Today we’ll be looking into some of them. So without wasting any time, I present you with a list of the best alternatives to Sublime Text Editor available on the market.
Notepad++ is exceptionally light, taking up only 4MB of space on your drive, but it packs quite an enormous punch for its small size. The editor comes with syntax highlighting and folding, search and replace, synchronized scrolling, and many other simple features that you’d want in a basic code editor. It also has auto-completion (Limited) but lacks syntax checking, which can be a breaking feature for many people.
Currently, it is hosted on GitHub and is one of the best alternatives to Sublime available to users. That being said, it can only be used on a Windows OS.
2. Atom Text Editor
Atom is written in HTML/CSS language on top of chromium and has a horde of features, including the very good drag/drop action, which is a plus.
It also supports split-pane editing to allow its user to edit multiple code snippets at the same time and have syntax highlighting and auto suggestions for almost any language. The process of writing code in Atom feels smooth and responsive, although figuring out which packages you need to install when starting from scratch can be a real pain.

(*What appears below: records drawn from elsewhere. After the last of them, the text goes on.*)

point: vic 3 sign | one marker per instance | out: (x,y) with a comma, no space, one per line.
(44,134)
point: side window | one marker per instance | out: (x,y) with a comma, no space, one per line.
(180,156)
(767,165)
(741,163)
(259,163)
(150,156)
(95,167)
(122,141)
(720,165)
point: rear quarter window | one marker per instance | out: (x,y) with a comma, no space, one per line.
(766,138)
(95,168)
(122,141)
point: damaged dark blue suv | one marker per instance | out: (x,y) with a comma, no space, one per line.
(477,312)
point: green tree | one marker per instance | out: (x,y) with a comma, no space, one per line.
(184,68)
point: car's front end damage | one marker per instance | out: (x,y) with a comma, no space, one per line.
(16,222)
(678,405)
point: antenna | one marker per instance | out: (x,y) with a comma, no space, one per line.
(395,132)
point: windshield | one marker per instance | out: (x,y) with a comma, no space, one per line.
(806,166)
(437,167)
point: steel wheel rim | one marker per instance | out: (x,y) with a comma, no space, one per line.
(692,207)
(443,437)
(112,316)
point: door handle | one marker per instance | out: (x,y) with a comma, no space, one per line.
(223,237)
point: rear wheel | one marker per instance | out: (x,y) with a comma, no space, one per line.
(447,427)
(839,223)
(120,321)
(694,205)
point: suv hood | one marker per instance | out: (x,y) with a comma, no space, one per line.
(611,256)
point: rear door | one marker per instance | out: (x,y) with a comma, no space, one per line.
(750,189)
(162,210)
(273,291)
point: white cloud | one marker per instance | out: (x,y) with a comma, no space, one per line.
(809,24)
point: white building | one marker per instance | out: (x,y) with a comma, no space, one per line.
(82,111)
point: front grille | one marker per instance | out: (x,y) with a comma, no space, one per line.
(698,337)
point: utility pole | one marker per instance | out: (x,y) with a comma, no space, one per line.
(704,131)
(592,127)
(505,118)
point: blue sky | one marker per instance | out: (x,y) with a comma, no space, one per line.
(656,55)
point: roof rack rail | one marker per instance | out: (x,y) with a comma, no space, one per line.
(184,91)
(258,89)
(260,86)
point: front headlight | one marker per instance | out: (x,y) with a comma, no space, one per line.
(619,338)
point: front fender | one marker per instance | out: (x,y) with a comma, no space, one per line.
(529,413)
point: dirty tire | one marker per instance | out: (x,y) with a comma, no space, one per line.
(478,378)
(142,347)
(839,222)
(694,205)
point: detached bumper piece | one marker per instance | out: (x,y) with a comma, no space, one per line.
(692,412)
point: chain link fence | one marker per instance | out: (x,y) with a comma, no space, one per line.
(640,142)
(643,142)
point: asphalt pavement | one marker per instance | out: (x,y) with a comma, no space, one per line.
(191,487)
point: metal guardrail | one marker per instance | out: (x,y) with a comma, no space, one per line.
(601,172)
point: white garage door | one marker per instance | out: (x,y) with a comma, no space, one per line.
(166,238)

Atom editor is an excellent pick for those who want complete control over their editor and those who are just starting in the coding world. With the help of its GitHub integration, it makes a great alternative to the Sublime text editor.
3. Visual Studio Code
Visual studio code is a FOSS code editor and debugger (IDE) developed and maintained by Microsoft. Like the rest of the FOSS entries, it is hosted on GitHub and includes support for embedded Git control, code completion, syntax highlighting, code refactoring, and debugging. One of its standout features is its ability to create extensions to analyze code for static analysis.

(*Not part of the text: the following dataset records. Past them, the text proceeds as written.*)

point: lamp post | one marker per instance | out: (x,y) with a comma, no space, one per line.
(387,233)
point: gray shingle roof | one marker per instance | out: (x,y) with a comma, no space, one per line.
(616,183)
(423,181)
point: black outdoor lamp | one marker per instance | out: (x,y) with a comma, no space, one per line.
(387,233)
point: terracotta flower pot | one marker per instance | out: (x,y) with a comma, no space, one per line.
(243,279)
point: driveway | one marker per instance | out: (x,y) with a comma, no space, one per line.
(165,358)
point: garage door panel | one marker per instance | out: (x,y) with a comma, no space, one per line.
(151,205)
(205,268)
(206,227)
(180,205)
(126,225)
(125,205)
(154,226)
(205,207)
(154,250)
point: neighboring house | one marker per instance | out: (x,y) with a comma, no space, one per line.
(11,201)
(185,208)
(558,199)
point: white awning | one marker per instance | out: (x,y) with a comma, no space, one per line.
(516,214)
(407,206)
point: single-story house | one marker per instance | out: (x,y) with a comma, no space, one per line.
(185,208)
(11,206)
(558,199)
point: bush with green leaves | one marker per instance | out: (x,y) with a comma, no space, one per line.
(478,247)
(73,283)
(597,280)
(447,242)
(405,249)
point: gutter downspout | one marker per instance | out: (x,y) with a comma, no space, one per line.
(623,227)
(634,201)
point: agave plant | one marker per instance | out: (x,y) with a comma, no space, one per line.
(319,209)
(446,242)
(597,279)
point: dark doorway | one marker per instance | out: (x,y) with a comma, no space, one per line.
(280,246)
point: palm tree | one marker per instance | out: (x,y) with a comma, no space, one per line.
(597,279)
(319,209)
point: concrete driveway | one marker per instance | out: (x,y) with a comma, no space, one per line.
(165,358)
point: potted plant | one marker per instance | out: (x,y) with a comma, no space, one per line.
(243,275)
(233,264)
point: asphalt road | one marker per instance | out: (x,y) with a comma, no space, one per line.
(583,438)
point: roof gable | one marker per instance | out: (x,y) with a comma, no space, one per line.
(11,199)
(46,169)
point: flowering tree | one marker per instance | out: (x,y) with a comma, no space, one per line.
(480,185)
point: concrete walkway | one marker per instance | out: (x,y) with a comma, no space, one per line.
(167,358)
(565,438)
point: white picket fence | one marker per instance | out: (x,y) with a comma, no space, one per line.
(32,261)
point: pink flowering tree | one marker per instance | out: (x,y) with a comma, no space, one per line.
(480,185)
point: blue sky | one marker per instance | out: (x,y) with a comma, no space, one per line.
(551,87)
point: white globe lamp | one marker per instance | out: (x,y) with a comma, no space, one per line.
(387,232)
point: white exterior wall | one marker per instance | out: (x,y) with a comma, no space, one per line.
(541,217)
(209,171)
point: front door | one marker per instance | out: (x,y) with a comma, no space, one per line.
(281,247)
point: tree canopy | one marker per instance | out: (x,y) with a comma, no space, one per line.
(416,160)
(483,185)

It comes with some default plugins, but thousands more are available online, which can be easily downloaded. The debugging feature is a real help, and the GitHub integration is very convenient.
VS Code is an impressive piece of work from Microsoft, which although relatively new, is getting picked up by people for its features and simplicity. It matches and even improves upon many of Sublime Text Editor’s best features, and its debugger makes life easy by finding problems in your code.
One of the best HTML and text editors if you are a professional. It comes with an intelligent and easy-to-use interface that gives its users easy access to its horde of features, including finding and replacing various files, project definition tools, and syntax coloring.
One of its standout features is its ability to compare and find differences between the two documents. This editor is one of the best Sublime Text Editor alternatives available on the market.
It supports various languages, including ANSI C, C++, HTML, Java, etc. BBEdit also comes with many customizations that are difficult to access since they are buried behind settings. This might be cumbersome to new users who are unlikely to ever go there.
It takes some getting used to, but once you get your hands set on it, using this is a breeze. Without a doubt, it is one of the best Sublime alternatives if you are willing to cough out some money and buy it.
Vim is another one of those FOSS text editors which are accessible on an extensive range of systems and have a universal outreach. This application is a clone of the FOSS Vi text editor, which was made for Unix. This program is supported by its huge user-base who constantly keeps it upgraded as can be seen by its 15000 packages which bring features like tree explorers, Git integration, and syntax highlighting.
Vim doesn’t have a GUI that would let you use a mouse conveniently so you have to do all your stuff with the help of keyboard shortcuts. You can also download its pre-configured configuration files that are available on the net. While it lacks a GUI, Vim remains one of the most powerful and flexible source code editors that you can find today.
While all the entries listed above are top class editors and can be used as adequate alternatives for Sublime Text Editor, it is important to figure out what your requirements are. Each of the editors has their own strong and weak points, so it is better to give every one of them a try and figure out what suits your needs the best.